(I joined the gay rights movement publicly in 1989 with a cover story for TNR, making the case for marriage equality. I had been out for a while, and made the same case in the Advocate a year earlier, but that was my first foray into public advocacy for civil rights for gay people. Looking back, I am in shock and disbelief at the progress we have made.
This first decade of the 21st century has been an astonishing thing. I'm now legally married in both places I reside: in Massachusetts and Washington, D.C. Five states now recognize marriage equality and many countries. My home country offers all the rights of civil marriage to my husband. The cynical use of homophobia by the GOP worked for a while, but has since faded. Meanwhile, the dialogue has deepened and widened, and, as it has done so, attitudes have shifted more profoundly than at any previous point. Ted Olson is now one of the faces of gay equality. The next generation gets the fact that gays are human beings, have relationships as valid as straight ones, and have love as deep.
It can be hard to recognize it, but we have come an enormously long distance, even past the narrow defeats in Maine and California. We have overcome. And we shall again. - Andrew)
Several readers have wondered what my best guess is for why that year was the turning point for gay rights in America. Here's my best shot at some of the factors, although it seems clear to me it was multi-determined as my shrink often (helpfully) says. The first is that this coincides with a re-framing of the issue in public discourse. Many of us then derided as right-wing fascists believed that the focus on sexual liberation, on "queerness" and subcultural revolt were not actually very descriptive of most gay lives and not the most persuasive arguments for gay equality. I mean: if you want to be queer, why seek any legal acceptance at all? Isn't marginalization the point? Why not revel in oppression as the only legitimate way to live as "the other"?
So in the late 1980s, the homocons, as we were subsequently described, started making the case for formal civil equality, not counter-cultural revolution. 1988, I wrote a piece for the Advocate arguing that the legal bans on military service and civil marriage should be the focus of the movement in the next decade. I gave a speech on those lines to HRC a little later (they were, for the most part, appalled). In 1989, I wrote the first cover-story in favor of same-sex marriage in a national American magazine. By 1993, with the military ban in the news and Hawaii's ruling on marriage equality, the intellectual structure for re-framing the debate on grounds finally favorable to gays was in place. Ever since, the dynamic that posits gay men and women as heroes trying to serve their country or human beings trying to construct families keeps adding to the momentum - and the next generation, having imbibed this new order, are the most adamant of all.

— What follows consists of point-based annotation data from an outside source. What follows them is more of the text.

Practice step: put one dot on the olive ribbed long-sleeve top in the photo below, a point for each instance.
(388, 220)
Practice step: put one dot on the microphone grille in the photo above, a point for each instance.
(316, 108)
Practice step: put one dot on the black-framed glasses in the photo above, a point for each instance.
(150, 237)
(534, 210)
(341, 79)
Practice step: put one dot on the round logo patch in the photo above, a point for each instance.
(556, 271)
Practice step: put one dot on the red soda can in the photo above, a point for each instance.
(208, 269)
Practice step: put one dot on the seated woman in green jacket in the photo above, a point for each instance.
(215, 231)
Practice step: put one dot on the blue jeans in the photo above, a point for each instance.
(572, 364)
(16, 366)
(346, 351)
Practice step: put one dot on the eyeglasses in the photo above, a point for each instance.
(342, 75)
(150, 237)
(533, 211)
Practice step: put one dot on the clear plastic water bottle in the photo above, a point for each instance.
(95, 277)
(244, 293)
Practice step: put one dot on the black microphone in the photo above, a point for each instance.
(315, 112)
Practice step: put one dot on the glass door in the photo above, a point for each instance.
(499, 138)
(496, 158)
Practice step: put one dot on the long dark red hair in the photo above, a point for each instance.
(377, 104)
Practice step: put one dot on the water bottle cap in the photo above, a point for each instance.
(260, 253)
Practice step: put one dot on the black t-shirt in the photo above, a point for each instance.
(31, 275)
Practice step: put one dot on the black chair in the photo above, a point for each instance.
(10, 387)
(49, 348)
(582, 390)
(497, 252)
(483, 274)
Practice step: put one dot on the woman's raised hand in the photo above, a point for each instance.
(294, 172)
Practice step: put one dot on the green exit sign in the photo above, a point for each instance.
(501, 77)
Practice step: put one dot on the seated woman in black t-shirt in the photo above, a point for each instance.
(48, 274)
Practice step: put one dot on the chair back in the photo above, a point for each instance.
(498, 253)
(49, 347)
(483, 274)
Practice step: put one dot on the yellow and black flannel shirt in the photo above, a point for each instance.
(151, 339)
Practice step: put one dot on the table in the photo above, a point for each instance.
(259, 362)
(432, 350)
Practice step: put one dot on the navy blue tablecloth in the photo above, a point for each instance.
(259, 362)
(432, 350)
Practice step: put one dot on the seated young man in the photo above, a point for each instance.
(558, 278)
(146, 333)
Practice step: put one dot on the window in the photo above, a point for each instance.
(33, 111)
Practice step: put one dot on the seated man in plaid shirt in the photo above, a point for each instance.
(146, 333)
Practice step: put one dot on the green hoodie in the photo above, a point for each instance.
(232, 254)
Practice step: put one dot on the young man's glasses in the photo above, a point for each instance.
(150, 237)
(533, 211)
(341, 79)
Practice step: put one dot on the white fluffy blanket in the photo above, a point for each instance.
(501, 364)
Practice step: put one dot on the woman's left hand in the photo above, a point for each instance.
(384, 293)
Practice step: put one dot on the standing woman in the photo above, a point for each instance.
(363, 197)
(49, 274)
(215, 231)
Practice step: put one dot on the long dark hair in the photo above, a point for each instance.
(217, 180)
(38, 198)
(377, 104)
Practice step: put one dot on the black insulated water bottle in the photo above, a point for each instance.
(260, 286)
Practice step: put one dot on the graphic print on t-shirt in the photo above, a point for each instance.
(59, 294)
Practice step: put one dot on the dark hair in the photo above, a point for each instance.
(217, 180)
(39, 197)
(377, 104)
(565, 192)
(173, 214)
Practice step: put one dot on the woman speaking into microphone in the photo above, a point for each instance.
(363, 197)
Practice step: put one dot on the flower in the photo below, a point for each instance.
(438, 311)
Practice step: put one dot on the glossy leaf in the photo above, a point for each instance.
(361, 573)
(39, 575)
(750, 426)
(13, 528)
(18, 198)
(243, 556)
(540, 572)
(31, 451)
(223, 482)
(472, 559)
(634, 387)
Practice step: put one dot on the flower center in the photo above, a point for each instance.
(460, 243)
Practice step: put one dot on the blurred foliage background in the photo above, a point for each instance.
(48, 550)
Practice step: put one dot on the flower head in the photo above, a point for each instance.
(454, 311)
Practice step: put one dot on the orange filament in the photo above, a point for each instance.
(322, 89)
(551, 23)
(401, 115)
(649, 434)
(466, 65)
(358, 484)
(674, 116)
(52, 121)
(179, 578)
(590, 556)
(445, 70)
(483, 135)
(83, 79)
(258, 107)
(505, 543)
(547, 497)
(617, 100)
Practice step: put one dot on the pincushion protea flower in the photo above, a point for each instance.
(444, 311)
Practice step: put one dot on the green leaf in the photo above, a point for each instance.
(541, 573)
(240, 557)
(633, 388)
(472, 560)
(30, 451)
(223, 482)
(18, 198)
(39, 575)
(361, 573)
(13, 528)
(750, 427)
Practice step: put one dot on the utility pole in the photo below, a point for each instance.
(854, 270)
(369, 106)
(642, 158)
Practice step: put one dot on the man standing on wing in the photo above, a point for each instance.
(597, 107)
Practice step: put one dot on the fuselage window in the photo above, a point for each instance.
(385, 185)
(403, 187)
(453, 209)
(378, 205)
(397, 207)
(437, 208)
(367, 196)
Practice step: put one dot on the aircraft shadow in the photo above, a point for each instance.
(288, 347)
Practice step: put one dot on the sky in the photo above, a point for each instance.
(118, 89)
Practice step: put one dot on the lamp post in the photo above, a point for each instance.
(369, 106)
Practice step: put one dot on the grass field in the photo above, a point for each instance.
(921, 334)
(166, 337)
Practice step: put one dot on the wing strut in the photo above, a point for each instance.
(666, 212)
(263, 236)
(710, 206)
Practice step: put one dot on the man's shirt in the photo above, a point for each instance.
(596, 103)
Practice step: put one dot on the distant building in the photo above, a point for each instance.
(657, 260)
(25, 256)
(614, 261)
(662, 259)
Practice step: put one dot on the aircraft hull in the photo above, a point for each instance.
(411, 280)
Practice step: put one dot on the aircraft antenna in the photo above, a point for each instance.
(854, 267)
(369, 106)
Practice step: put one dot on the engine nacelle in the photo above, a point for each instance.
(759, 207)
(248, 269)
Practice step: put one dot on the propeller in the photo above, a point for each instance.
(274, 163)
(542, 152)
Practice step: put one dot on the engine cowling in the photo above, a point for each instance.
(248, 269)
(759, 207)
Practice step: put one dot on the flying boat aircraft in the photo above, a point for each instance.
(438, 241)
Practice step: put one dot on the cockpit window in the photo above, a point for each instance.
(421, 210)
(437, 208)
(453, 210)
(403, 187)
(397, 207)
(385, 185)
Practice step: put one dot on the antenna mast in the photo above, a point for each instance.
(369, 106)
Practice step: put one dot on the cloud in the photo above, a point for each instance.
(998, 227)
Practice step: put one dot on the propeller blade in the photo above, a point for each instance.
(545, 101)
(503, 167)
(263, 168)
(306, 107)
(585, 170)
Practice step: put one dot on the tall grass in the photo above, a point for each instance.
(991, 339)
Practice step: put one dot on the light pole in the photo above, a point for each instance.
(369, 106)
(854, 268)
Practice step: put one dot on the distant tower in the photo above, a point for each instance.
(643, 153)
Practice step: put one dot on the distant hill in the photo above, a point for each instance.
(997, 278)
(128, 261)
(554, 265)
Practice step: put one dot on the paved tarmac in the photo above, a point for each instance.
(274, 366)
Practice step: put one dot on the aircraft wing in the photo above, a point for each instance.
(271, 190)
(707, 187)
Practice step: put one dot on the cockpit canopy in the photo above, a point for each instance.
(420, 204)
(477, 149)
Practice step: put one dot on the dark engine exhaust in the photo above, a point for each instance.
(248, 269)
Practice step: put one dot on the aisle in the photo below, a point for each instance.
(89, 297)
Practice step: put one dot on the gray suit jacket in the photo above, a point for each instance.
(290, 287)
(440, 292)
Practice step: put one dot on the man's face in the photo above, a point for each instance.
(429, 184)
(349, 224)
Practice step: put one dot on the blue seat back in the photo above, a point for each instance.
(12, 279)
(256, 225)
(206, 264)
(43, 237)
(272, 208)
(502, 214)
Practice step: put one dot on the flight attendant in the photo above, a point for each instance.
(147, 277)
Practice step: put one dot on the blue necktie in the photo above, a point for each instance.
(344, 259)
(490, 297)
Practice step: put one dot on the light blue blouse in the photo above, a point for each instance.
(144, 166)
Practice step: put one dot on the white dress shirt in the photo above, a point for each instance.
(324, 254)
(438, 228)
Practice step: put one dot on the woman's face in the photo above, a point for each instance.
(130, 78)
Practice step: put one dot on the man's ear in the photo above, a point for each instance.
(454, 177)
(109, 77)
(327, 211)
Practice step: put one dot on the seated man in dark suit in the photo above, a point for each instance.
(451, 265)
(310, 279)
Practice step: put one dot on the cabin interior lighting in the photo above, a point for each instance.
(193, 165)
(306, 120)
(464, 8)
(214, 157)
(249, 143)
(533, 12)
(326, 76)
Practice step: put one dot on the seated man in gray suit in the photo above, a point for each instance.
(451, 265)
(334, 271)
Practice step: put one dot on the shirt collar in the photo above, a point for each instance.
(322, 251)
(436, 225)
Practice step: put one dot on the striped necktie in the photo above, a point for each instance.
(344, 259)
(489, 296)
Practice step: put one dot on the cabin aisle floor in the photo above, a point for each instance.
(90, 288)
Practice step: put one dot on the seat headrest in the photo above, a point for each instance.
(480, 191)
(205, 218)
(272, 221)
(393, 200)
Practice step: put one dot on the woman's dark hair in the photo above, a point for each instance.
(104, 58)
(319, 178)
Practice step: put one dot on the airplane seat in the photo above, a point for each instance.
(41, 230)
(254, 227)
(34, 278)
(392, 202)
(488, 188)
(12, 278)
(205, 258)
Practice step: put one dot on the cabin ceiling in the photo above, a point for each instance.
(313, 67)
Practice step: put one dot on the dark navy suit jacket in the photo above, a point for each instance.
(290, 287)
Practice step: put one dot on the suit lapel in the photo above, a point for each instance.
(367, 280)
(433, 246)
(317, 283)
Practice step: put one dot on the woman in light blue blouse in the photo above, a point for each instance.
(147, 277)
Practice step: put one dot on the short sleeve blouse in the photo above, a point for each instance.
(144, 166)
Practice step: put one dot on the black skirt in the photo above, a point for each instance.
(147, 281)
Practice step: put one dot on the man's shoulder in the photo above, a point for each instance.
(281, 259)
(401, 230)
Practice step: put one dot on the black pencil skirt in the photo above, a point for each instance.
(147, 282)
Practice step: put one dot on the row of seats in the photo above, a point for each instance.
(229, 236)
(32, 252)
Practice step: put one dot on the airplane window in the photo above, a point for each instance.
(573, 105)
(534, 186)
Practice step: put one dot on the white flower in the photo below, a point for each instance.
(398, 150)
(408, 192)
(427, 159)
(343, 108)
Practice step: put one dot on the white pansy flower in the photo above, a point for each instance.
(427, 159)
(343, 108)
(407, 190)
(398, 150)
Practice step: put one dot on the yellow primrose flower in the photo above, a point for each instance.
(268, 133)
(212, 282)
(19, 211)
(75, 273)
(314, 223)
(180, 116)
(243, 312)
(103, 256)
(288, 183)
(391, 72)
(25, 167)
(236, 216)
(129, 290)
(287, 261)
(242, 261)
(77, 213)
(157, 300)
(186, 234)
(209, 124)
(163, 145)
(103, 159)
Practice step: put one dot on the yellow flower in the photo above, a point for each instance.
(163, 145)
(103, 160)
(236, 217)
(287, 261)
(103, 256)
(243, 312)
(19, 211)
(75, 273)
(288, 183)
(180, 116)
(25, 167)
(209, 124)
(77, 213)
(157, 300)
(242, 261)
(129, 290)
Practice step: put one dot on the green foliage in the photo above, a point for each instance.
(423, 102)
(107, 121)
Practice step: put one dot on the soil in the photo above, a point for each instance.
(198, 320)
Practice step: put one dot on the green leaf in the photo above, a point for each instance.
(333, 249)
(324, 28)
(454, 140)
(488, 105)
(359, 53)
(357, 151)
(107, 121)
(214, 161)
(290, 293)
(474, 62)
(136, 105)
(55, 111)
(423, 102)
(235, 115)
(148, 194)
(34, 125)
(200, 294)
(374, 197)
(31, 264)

But much, much more important than all of this, in my view, is something the younger gay generation rarely mentions, remembers or honors any more. That was the transformative, traumatizing effect of AIDS on both gay and straight America.
It came in the early 1980s, but the deaths only reached their stunning peaks in the early 1990s - which is when the polling shifts.
Remember: most of these deaths were of young men. If you think that the Vietnam war took around 60,000 young American lives randomly over a decade or more, then imagine the psychic and social impact of 300,000 young Americans dying in a few years. Imagine a Vietnam Memorial five times the size. The victims were from every state and city and town and village. They were part of millions and millions of families. Suddenly, gay men were visible in ways we had never been before. And our humanity - revealed by the awful, terrifying, gruesome deaths of those in the first years of the plague - ripped off the veneer of stereotype and demonization and made us seem as human as we are. More, actually: part of our families.
I think that horrifying period made the difference. It also galvanized gay men and lesbians into fighting more passionately than ever - because our very lives were at stake. There were different strategies - from Act-Up actions to Log Cabin conventions. But more and more of us learned self-respect and refused to tolerate the condescension, double standards, discrimination and violence so many still endured. We were deadly serious. And we fight on in part because of those we had lost. At least I know I do. In the words of Mark Helprin:
He knew that this was because the war was still in him, and that it would be in him for a long time to come, for soliders who have been bloodied are soldiers for ever. They never fit in. Even when they finally settle down, the settling is tenuous, for when they close their eyes, they see their comrades who have fallen. That they cannot forget, that they do not forget, that they never allow themselves to heal completely, is their way of expressing their love for friends who have perished. And they will not change, because they have become what they have become to keep the fallen alive.